Later that day I calmly entered the cell phone store and had an exchange with the single, childless, couldn't-be-older-than-20, male employee.  I had to explain that, knowing my old phone was on the fritz anyway and in a moment of frustration in the never-ending saga known as Potty Training, I had taken out my anger on the most helpless and feeble item in the room: my phone.  In fact, I'd thrown it against the wall, and it was now a pile of sad-looking debris in my hand.  After a look of horror (and fear) crossed his face, he tried to laugh a little (I wasn't joking, I said seriously), and showed me the display of other phones, keeping his distance until his co-worker came back from lunch break, and she took over.

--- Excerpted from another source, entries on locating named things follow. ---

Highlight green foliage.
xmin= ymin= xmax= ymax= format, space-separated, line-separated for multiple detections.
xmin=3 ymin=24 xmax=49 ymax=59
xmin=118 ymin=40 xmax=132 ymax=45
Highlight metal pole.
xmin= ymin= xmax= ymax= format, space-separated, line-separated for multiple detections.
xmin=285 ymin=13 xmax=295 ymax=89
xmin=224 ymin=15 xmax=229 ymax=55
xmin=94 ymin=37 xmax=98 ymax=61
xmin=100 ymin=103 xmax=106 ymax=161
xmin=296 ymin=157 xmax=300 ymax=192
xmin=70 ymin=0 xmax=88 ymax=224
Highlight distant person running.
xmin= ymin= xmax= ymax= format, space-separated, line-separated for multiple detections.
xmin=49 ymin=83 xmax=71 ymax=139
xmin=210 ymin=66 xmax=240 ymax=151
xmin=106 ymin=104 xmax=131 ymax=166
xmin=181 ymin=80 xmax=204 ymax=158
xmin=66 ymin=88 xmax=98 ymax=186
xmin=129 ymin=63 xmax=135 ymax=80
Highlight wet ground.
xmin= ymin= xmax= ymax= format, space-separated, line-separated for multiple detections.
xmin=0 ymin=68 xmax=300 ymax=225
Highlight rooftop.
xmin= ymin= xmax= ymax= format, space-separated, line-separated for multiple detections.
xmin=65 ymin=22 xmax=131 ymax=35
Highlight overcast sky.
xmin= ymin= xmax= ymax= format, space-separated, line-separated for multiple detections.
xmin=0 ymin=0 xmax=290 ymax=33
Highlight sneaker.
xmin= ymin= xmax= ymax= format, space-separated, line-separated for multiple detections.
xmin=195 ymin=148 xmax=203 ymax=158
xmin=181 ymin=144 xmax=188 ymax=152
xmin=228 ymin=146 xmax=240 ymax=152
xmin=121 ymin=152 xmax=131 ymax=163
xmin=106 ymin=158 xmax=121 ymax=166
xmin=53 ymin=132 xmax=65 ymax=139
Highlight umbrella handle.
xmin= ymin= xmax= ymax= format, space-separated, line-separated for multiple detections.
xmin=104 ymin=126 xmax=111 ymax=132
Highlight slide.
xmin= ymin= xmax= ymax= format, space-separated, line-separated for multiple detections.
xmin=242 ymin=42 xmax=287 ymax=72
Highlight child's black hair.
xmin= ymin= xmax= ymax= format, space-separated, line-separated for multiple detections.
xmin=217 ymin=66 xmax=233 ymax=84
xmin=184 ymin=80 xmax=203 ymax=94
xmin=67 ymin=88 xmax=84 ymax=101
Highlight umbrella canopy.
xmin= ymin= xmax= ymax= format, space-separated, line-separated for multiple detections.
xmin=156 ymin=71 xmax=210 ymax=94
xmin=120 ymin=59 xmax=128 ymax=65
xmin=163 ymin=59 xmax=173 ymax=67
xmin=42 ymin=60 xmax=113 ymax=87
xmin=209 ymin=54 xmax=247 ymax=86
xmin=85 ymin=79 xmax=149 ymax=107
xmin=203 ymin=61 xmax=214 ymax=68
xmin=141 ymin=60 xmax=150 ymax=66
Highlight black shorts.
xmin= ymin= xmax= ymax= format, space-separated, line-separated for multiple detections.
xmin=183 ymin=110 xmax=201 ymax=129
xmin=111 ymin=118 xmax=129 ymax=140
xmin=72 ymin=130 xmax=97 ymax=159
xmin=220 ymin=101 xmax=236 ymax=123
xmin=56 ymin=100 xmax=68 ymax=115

I am deeply flawed in the parenting department.  While I don't have that kind of anger anymore (thankfully), I still lose it sometimes.  And the windows are open.  And I'm sure some of the neighbors hear.  (Lucky for us our neighbors on one side are elderly and can't hear very well.)  But that doesn't mean that I wasn't meant to be a parent.

We can be the right person for the job and still be clueless about how to do it.  We can screw up and embarrass ourselves over and over again and still be getting somewhere so long as we're learning.

It's not a coincidence that my anger happened mainly with my first son.  I was new at being a mother.  I'd never done this before.  Since then, I've learned, through the patterns of daily life as a mother (where everything is repetition), how to juggle things a little better, and how to lower the bar of my expectations until it practically touches the floor.

Maybe we can be kinder, more merciful to leaders and disciples and parents and even kids who've never been those before.  It's all pretty new.  Give them some time to get more of it down because most of the time, they do.  How many times do I have to read the story of Peter until I believe that?